Prosecutors are seeking a sentence of between 51 and 63 months for Andrey Kukushkin, a California-based businessman found guilty of helping funnel money from a Russian billionaire to U.S. political candidates who could help a fledgling cannabis company he was building with Lev Parnas, the Giuliani associate.
Kukushkin, who was convicted in October on two counts of campaign finance violations, is scheduled to be sentenced in Manhattan federal court on Tuesday.
In a letter on Monday, Kukushkin attorney Gerald Lefcourt asked U.S. District Judge Paul Oetken to consider a “community service and counseling program” as an alternative to prison for Kukushkin. Lefcourt said the plan was developed by the Aleph Institute, a Jewish nonprofit working with Kukushkin.
“The proposal includes working to assist with local and worldwide humanitarian relief efforts as a result of the war in Ukraine and one-on-one counseling regarding business/legal ethics,” Lefcourt wrote, arguing the proposal would allow Kukushkin to help his community “during this time of intense crisis.”
The U.S. Attorney’s office declined to comment.
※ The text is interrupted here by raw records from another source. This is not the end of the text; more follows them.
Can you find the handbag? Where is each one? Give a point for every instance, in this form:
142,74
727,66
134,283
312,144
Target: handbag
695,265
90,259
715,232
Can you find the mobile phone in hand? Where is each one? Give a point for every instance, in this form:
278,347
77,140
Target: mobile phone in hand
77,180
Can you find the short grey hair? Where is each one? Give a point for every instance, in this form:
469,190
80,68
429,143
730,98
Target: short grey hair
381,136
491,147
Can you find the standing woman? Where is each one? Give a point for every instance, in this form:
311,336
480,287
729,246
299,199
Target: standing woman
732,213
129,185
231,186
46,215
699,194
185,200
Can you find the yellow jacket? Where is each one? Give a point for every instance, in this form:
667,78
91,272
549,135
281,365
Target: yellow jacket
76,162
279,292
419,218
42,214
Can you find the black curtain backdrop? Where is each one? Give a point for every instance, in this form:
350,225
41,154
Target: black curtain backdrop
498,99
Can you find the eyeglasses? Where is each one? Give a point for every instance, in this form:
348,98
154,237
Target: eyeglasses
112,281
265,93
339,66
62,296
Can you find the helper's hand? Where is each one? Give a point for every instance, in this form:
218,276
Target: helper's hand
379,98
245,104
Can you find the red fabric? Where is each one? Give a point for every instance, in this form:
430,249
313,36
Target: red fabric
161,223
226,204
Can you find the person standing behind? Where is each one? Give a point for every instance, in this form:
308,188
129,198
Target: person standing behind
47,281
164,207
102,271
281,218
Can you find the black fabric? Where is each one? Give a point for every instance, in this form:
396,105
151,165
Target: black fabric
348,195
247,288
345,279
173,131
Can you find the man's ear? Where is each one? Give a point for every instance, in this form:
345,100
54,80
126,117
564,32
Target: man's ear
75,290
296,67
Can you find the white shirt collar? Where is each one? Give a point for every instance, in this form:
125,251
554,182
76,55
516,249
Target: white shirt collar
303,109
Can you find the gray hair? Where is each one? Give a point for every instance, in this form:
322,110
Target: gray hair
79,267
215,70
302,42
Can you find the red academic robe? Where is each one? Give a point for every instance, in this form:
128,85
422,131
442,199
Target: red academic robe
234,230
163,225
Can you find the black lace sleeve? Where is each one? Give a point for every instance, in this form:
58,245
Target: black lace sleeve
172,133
Parnas was found guilty on all six counts of campaign finance violations he faced during the October trial, and is awaiting sentencing. He is known for helping Giuliani, former President Donald Trump’s personal attorney, investigate Democrat Joe Biden during the 2020 presidential election.
Giuliani, also a former New York City mayor, has not been charged with any crimes and denies wrongdoing.